Over the past six months, my wife Deb and I have presented a different take on the city, as briefly mentioned in this magazine piece and laid out in more detail in this web post and others collected here. We’ve been struck by the difference between older Erie—the people of our own generation, who had grown up expecting to work at the giant GE plant and are still devastated by its slow-motion shutdown—and younger Erie, people who never expected to work in big factories and are starting new businesses. This is an illustration of an old/young split we’ve seen across the country.

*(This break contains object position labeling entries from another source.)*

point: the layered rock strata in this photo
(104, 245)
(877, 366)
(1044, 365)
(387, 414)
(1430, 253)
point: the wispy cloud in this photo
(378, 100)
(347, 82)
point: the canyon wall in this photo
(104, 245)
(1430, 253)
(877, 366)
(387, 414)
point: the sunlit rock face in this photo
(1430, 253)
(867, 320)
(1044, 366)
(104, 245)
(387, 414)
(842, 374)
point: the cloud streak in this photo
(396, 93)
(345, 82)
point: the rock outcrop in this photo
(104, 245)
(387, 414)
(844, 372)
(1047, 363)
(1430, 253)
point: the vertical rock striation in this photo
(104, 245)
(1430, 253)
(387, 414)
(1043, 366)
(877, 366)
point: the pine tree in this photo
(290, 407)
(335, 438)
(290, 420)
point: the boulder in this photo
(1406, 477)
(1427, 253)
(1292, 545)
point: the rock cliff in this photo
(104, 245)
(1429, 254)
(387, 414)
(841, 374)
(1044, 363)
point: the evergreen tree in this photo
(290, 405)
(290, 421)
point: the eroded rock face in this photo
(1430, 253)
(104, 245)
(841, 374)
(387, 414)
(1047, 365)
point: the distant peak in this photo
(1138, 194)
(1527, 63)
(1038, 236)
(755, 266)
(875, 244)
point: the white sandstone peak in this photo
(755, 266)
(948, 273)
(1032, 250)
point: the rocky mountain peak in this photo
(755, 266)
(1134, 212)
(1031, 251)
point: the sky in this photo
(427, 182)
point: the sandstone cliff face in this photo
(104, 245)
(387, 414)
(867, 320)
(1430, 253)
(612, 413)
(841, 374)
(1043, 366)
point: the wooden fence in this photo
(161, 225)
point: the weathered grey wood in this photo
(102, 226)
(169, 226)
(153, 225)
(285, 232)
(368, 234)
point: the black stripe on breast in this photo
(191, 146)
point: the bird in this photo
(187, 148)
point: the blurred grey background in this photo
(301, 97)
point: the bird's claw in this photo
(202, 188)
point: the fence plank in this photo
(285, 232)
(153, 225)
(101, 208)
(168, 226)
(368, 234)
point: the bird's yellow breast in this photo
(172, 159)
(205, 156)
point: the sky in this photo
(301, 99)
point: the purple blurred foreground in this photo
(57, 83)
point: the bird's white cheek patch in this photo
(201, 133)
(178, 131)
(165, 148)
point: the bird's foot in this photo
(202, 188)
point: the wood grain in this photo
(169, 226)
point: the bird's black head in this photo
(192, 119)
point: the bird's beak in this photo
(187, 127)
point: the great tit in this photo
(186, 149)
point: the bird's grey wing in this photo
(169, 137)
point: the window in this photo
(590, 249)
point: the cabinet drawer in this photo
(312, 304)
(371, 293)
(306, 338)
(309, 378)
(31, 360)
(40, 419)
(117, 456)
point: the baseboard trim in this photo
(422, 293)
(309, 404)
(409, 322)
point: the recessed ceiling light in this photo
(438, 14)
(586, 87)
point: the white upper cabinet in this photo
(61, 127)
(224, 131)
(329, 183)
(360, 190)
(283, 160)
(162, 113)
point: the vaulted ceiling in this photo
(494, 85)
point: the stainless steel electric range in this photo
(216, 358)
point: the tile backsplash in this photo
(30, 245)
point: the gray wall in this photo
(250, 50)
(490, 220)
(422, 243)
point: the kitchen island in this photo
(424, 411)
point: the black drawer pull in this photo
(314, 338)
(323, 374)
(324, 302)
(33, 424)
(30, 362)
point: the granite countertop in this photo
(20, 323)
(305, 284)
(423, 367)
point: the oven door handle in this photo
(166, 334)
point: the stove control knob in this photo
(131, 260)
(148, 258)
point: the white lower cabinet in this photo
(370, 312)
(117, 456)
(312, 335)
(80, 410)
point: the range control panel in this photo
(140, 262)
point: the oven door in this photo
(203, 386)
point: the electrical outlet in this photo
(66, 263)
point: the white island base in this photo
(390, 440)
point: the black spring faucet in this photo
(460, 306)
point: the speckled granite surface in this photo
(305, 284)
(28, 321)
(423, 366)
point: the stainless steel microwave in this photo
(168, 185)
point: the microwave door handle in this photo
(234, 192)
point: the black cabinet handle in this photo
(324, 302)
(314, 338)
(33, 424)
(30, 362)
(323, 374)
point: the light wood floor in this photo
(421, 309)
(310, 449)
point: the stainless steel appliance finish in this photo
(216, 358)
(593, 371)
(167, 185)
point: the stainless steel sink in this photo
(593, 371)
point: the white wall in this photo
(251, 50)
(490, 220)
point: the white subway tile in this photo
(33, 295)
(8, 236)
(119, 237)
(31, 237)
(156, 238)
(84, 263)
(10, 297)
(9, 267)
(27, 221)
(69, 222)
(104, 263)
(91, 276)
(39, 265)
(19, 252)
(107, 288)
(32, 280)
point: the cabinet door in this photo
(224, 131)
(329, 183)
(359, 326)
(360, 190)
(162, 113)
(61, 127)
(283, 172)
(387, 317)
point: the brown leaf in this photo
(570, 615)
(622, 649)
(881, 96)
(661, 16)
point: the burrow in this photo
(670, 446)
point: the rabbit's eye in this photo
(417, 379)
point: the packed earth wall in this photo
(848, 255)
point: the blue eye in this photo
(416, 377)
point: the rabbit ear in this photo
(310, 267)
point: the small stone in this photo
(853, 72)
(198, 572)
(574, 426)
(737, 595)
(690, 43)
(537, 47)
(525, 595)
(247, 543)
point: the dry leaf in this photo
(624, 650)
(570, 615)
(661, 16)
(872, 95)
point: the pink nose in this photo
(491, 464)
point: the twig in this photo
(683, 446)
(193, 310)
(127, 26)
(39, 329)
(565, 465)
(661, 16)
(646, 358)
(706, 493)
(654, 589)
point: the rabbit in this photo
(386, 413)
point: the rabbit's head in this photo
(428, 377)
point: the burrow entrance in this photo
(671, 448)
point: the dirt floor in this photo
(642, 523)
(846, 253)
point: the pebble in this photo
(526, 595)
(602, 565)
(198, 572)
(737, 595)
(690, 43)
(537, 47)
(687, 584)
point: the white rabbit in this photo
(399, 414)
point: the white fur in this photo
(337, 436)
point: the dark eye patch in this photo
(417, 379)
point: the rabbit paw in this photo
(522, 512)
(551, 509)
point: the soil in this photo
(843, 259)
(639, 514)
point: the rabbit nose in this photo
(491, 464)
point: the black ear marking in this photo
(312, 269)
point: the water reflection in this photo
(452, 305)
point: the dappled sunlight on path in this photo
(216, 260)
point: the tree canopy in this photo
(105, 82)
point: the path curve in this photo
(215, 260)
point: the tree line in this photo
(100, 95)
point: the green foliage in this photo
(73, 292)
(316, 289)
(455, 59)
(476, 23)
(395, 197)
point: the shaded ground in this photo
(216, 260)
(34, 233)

What initially drew our attention to the city was its purposeful role as a welcoming point for immigrants and refugees. If people from the area were moving away, why not attract those who historically and actuarially have a higher-than-average rate of entrepreneurship and business formation? Today the weekly Erie Reader published a magnificent feature: a large-format photo display of refugees who have made Erie their home.

I’ll let you go to the feature, on “Rust Belt New Americans:  A Showcase of Erie’s Refugee Population,” to see the several dozen portraits, by Iraqi-American photographer Maitham Basha-Agha (with accompanying narration). I’ll say that this conveys part of what we saw in Erie—and Sioux Falls and Burlington and Fresno and other places with significant refugee populations—and is so much at odds with the fearful national policies of the moment.

Here’s one portrait, of Afrim Latifi, originally of Kosovo, now an insurance agent and soccer coach:

Afrim Latifi, originally from Kosovo, now of Erie. (Maitham Basha-Agha, for Erie Reader)

Another of our friends in Erie who is featured in the story—Ferki Ferati, now executive director of the civically important Jefferson Educational Society in Erie—also arrived as a young refugee from Kosovo.

And here are two Muslim sisters now in Erie schools:

Sisters Maryan, age 15 (left), and Kaltuma, age 17, in Erie schools. (Maitham Basha-Agha, for Erie Reader)

While I’m at it, here is a story from GoErie.com, with videos of people coming out on a frigid-cold Lake Erie day to rally in support of their refugees and immigrants, and against the new ban.

The psephologists and other polling experts have confirmed it: the areas with the greatest anti-refugee or -immigrant fear and fury are the ones with the least first-hand exposure to newcomers. Congratulations and respect to our friends in Erie for the spirit they are showing.